On Wed, 19 Jan 2005 12:18:29 -0800, "Edward Hassertt"
<ehassertt@mac.com> said:
> No discipline can exist apart from God and his revelation, to say so
> is to claim that man is autonomous from God.
>
> drsyme@cablespeed.com wrote:
>
> > If you are of the reformed persuasion, you believe in man's Total
> > Depravity. Man has a mind that is unable to see spiritual truth,
> > and no one is able to come to Christ unless God open's their eyes to
> > the Gospel.
> >
> > But, that does not mean that man cannot reason, and make
> > observations, and use logic and mathematics to understand how things
> > are. Man's depravity has nothing to do with science.
>
> Man's depravity is total, it affects every area of his thinking,
> although not completely. Total does not refer to complete destruction
> in a specific area as you misstate above, but some impairment in all
> areas. The total is in scope, not depth.
>
> > Many of the YEC'ers, want to make all scientists evil because they
> > do science without a religious bias. But religion is religion, and
> > science is science, they are different disciplines. They cannot be
> > mixed.
> >
> > So science needs to be interpreted without any reliance on the
> > Bible. It is science, not religion.
>
> That is functional atheism, not Christianity. We can do nothing apart
> from God's word, to try to do so leads to error, deception and an
> ultimate rejection of GOd's truth in favor of man's own will. It is
> the first and greatest sin, to claim we can have knowledge of anything
> apart from God.

And now a word from *cough* functional atheist, Charles Hodge. Hodge
argues that the facts of nature point to the same God as Scripture does.
Thus, you can be study nature qua nature and not be autonomous. There
are different classes of facts which science and Scripture best point
towards. Presuppositionalism makes enemies out of friends because it
makes David (cf. Psalm 19:1) a functional atheist.

     IF the views presented in the preceding chapter be correct, the
     question, What is Theology? is already answered. If natural science
     be concerned with the facts and laws of nature, theology is
     concerned with the facts and the principles of the Bible.

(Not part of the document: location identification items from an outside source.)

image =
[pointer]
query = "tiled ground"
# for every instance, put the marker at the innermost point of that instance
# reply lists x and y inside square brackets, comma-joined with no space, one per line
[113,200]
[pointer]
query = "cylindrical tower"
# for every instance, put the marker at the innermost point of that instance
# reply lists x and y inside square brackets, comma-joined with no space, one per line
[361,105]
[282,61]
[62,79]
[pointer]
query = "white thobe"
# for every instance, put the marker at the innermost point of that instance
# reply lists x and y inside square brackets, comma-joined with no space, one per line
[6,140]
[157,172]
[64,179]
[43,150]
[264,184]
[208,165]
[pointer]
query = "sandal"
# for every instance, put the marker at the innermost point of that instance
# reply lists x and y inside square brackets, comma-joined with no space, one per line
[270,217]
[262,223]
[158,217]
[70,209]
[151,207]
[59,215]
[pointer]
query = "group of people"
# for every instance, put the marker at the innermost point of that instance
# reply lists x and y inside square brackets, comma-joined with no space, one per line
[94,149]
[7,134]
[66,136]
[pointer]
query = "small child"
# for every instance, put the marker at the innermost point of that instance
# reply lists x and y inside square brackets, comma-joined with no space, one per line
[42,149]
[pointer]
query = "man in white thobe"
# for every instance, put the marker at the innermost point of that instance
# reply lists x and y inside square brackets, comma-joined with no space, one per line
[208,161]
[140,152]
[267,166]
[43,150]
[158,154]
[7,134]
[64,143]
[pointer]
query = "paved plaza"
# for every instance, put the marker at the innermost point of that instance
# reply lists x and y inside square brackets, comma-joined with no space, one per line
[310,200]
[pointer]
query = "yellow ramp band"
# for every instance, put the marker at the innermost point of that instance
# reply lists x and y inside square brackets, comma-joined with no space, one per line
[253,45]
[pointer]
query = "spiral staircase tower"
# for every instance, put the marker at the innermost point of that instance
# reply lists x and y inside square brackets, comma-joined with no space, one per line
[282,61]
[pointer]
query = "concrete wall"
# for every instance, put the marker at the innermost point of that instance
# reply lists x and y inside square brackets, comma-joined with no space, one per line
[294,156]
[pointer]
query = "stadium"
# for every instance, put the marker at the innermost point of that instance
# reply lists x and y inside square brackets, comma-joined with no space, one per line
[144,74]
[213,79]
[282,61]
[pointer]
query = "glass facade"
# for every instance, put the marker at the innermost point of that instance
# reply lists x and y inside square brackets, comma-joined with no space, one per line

If the
     object of the one be to arrange and systematize the facts of the
     external world, and to ascertain the laws by which they are
     determined; the object of the other is to systematize the facts of
     the Bible, and ascertain the principles or general truths which
     those facts involve. And as the order in which the facts of nature
     are arranged cannot be determined arbitrarily, but by the nature of
     the facts themselves, so it is with the facts of the Bible. The
     parts of any organic whole have a natural relation which cannot
     with impunity be ignored or changed. The parts of a watch, or of
     any other piece of mechanism, must be normally arranged, or it will
     be in confusion and worthless. All the parts of a plant or animal
     are disposed to answer a given end, and are mutually dependent. We
     cannot put the roots of a tree in the place of the branches, or the
     teeth of an animal in the place of its feet. So the facts of
     science arrange themselves. They are not arranged by the
     naturalist. His business is simply to ascertain what the
     arrangement given in the nature of the facts is. If he mistake, his
     system is false, and to a greater or less degree valueless. The
     same is obviously true with regard to the facts or truths of the
     Bible. They cannot be held in isolation, nor will they admit of any
     and every arrangement the theologian may choose to assign them.

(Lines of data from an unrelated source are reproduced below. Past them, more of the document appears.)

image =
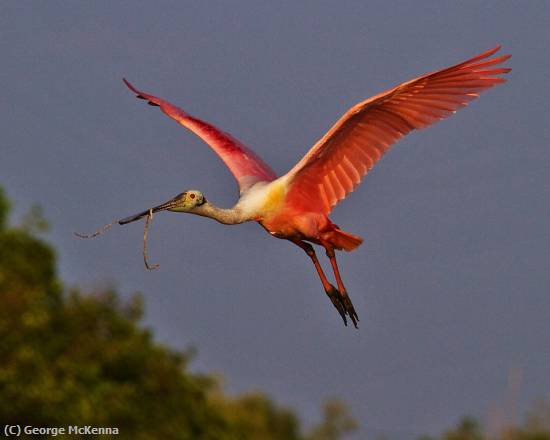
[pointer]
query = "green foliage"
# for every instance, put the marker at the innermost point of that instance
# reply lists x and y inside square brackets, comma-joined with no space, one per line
[69,358]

     They bear a natural relation to each other, which cannot be
     overlooked or perverted wthout the facts themselves being
     perverted. If the facts of Scripture are what Augustinians believe
     them to be, then the Augustinian system is the only possible system
     of theology. If those facts be what Romanists or Remonstrants take
     them to be, then their system is the only true one. It is important
     that the theologian should know his place. He is not master of the
     situation. He can no more construct a system of theology to suit
     his fancy than the astronomer can adjust the mechanism of the
     heavens according to his own good pleasure. As the facts of
     astronomy arrange themselves in a certain order, and will admit of
     no other, so it is with the facts of theology. Theology, therefore,
     is the exhibition of the facts of Scripture in their proper order
     and relation, with the principles or general truths involved in the
     facts themselves, and which pervade and harmonize the whole.

     It follows, also, from this view of the subject, that as the Bible
     contains one class of facts or truths which are not elsewhere
     revealed, and another class which, although more clearly made known
     in the Scriptures than anywhere else, are, nevertheless, so far
     revealed in nature as to be deducible therefrom, theology is
     properly distinguished as natural and revealed. The former is
     concerned with the facts of nature so far as they reveal God and
     our relation to him, and the latter with the facts of Scripture.
     This distinction, which, in one view is important, in another, is
     of little consequence, inasmuch as all that nature teaches
     concerning God and our duties, is more fully and more
     authoritatively revealed in his Word.